B. Scientific Method: a process of gaining knowledge; a hierarchical ordering of knowledge
from innumerable observations to a few universal laws.
1. Based on observation and facts.
2. Subject to verification by researchers.
Fig. 1.16  The process leading to theory formation, natural laws, and concepts is a
continual interplay between observations, experimentation, hypothesis formulation,
and further refinement.
C. Experimentation

1. Hypothesis testing.
2. Controlled experiments: explain the difference between a controlled and an uncontrolled
     experiment.

D. Theories.

1. Theories are consistent with current observations and unify observations (facts) into an
     understanding of the big picture. Theories help explain our observations.
2. Theories suggest further research/observation to be done.
3. Some theories are better than other theories. Better theories fit the facts better and provide
     a better understanding of how the world works.
4. Examples:
a. Theory of atomic structure.
b. Theory of evolution.
c. Theory of natural selection.
d. Theory of descent by modification.
e. Theory of punctuated equilibrium.
f. Theory of relativity.

E. Natural Laws.

1. Laws are based on the idea that matter and energy do not behave randomly.
2. What is the difference between a theory and a natural law? Unlike a theory, laws
are not subject to further articulation; there are not facts needing resolution. There are no
questions left.
3. Examples:
a. Law of gravity.
b. Law of conservation of matter.
c. First law of thermodynamics.
d. Second law of thermodynamics.

F. Scientific Controversies.

1. No controversy exists when a question has been asked many times and the same answer
     has been obtained repeatedly. When clear-cut answers exist, no controversy exists.
2. Controversy exists when:
a. Data are limited.
b. New observations are made.
c. Interpretations of data differ.
d. Cultures differ (Western medicine and Eastern medicine).
e. Funding sources are not perceived to be objective (American Tobacco Institute).

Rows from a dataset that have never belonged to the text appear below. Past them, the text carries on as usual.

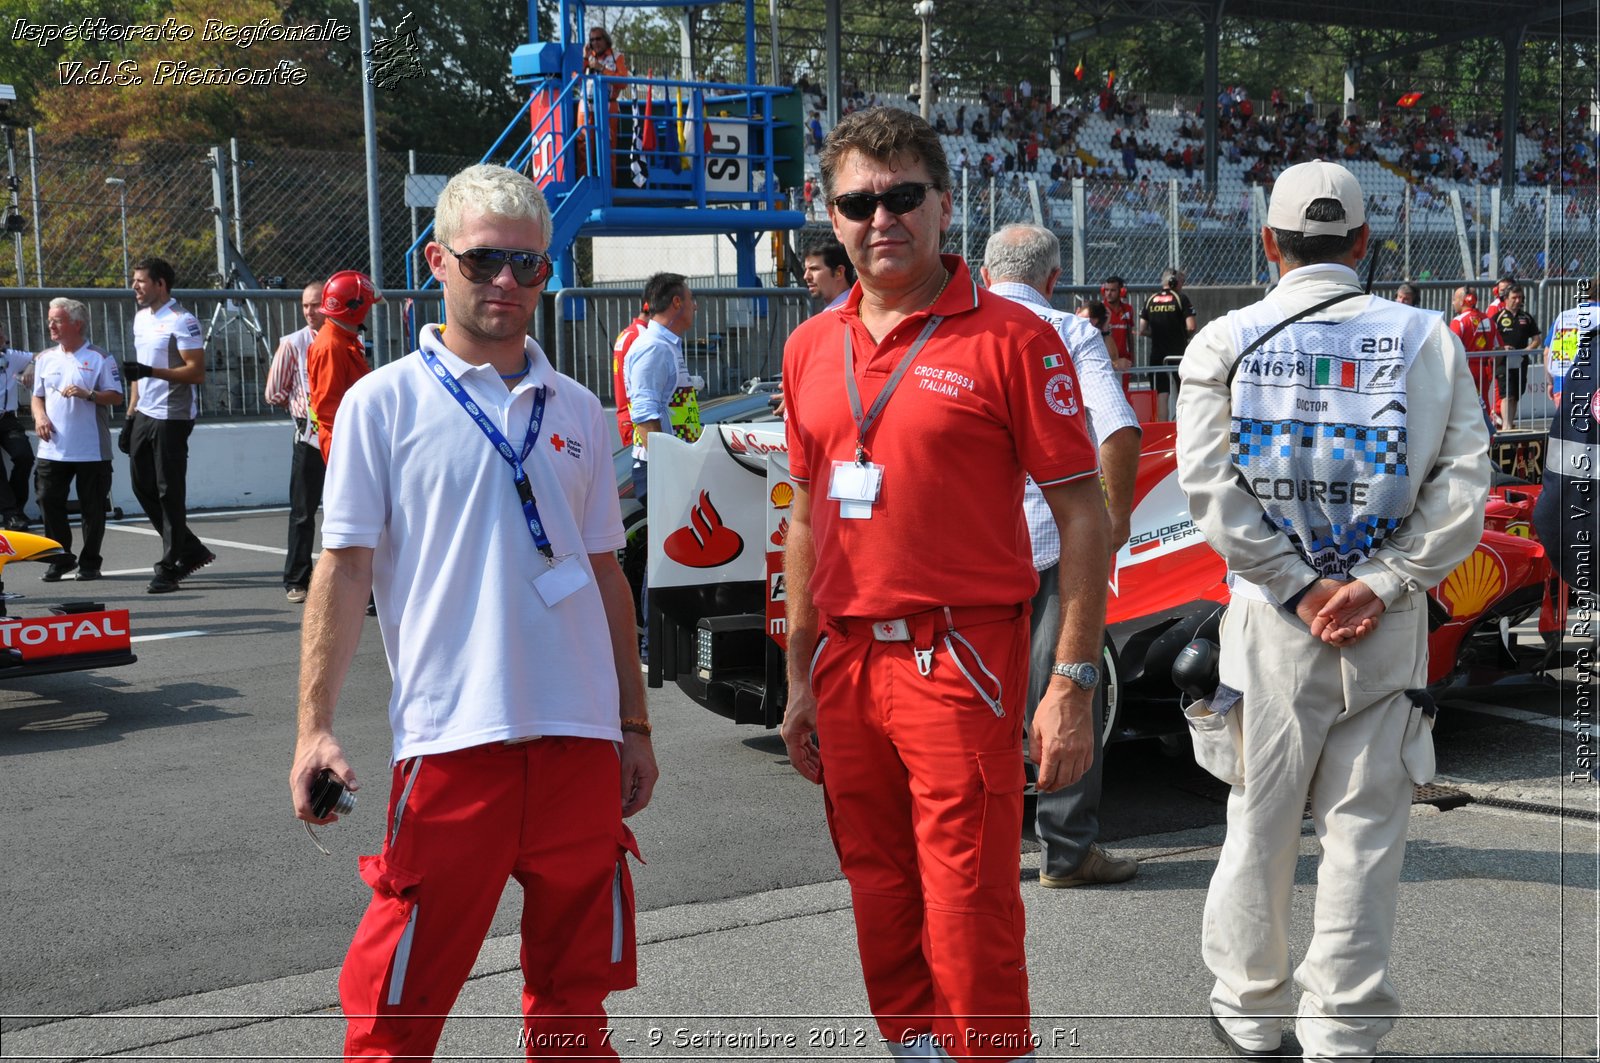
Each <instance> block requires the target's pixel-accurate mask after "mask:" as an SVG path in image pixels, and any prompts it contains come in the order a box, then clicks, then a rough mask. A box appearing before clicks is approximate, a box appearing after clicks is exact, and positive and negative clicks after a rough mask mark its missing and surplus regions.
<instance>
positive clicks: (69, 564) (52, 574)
mask: <svg viewBox="0 0 1600 1063" xmlns="http://www.w3.org/2000/svg"><path fill="white" fill-rule="evenodd" d="M77 567H78V562H75V560H69V562H66V564H59V565H51V567H50V568H46V570H45V575H43V580H45V583H61V580H62V578H64V576H66V575H67V573H69V572H72V570H74V568H77Z"/></svg>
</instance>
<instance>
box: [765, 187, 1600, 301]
mask: <svg viewBox="0 0 1600 1063" xmlns="http://www.w3.org/2000/svg"><path fill="white" fill-rule="evenodd" d="M1488 192H1493V189H1490V191H1488ZM1469 195H1472V197H1474V199H1467V197H1462V195H1459V192H1458V194H1456V195H1453V197H1451V195H1446V197H1442V199H1432V197H1430V199H1429V200H1426V203H1418V202H1414V200H1413V197H1411V189H1410V187H1408V189H1406V195H1405V199H1403V200H1402V202H1397V203H1376V205H1374V208H1373V211H1371V215H1370V216H1368V224H1370V226H1371V231H1373V243H1371V247H1373V251H1374V253H1376V255H1378V256H1379V266H1378V277H1379V279H1382V280H1390V282H1400V280H1402V279H1406V277H1419V279H1422V280H1429V279H1451V277H1472V279H1485V277H1488V279H1493V277H1499V275H1502V274H1510V275H1517V277H1522V279H1523V280H1525V282H1531V283H1538V282H1542V280H1546V279H1558V277H1573V275H1582V274H1586V272H1592V271H1594V269H1595V261H1597V258H1600V218H1597V210H1600V208H1597V200H1595V191H1594V189H1552V187H1538V189H1522V192H1520V194H1518V197H1517V200H1515V203H1506V205H1504V207H1502V208H1501V205H1499V203H1498V202H1494V200H1498V197H1491V195H1486V194H1485V191H1482V189H1478V191H1477V192H1475V194H1474V192H1470V191H1469ZM952 202H954V219H952V226H950V231H949V232H947V234H946V242H944V250H946V251H947V253H952V255H963V256H965V258H966V259H968V261H976V258H981V256H982V250H984V243H986V242H987V239H989V235H990V234H992V232H994V231H995V229H998V227H1003V226H1008V224H1013V223H1030V224H1042V226H1048V227H1050V229H1053V231H1054V232H1056V234H1058V235H1059V237H1061V242H1062V266H1064V271H1066V275H1067V277H1069V279H1074V280H1080V282H1085V283H1086V282H1093V280H1096V279H1102V277H1109V275H1120V277H1123V279H1126V280H1128V282H1130V283H1155V280H1157V279H1158V275H1160V272H1162V269H1165V267H1166V266H1178V267H1181V269H1182V271H1184V272H1186V274H1187V277H1189V282H1190V283H1195V285H1230V283H1267V282H1269V280H1270V269H1269V263H1267V259H1266V256H1264V255H1262V250H1261V237H1259V232H1261V226H1262V223H1264V218H1266V197H1264V194H1261V191H1259V189H1246V191H1234V192H1213V191H1208V189H1203V187H1202V186H1198V184H1195V183H1184V181H1176V179H1173V181H1149V183H1141V184H1131V183H1125V181H1096V179H1088V181H1066V179H1061V181H1054V179H1051V178H1050V176H1042V174H1034V173H1005V174H998V176H979V174H976V173H971V171H966V173H962V174H957V179H955V187H954V191H952ZM795 208H797V210H805V205H803V203H802V202H800V200H795ZM824 215H826V211H824V210H822V205H821V200H819V199H818V200H814V202H813V208H811V215H810V216H811V218H818V219H821V218H822V216H824Z"/></svg>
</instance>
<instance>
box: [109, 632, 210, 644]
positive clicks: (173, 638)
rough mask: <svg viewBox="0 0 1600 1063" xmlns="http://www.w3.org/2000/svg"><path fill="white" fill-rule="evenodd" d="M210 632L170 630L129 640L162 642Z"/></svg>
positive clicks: (201, 635)
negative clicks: (168, 630) (161, 632)
mask: <svg viewBox="0 0 1600 1063" xmlns="http://www.w3.org/2000/svg"><path fill="white" fill-rule="evenodd" d="M203 634H208V632H205V631H168V632H163V634H158V636H133V637H131V639H128V642H160V640H162V639H194V637H195V636H203Z"/></svg>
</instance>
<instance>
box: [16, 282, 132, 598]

IV. Sound versus Junk Science.

A. Sound Science and the Scientific Community.
     1. The Peer Review Process.

B. Junk Science.
1. Selective presentation of results.
2. Politically motivated distortion of scientifically sound papers.
3. Attribution of false information to a respected researcher or research organization.

C. Evaluating Science.

1. What are the basic observations (facts) underlying the conclusions (theory)?
2. Can the observations be satisfactorily verified?
3. Do the conclusions follow logically from the observations?
4. Does the conclusion account for all observations?
5. Is the conclusion or predicted outcome supported by the community of scientists with
the greatest competence to judge the work? If not, it is highly suspect.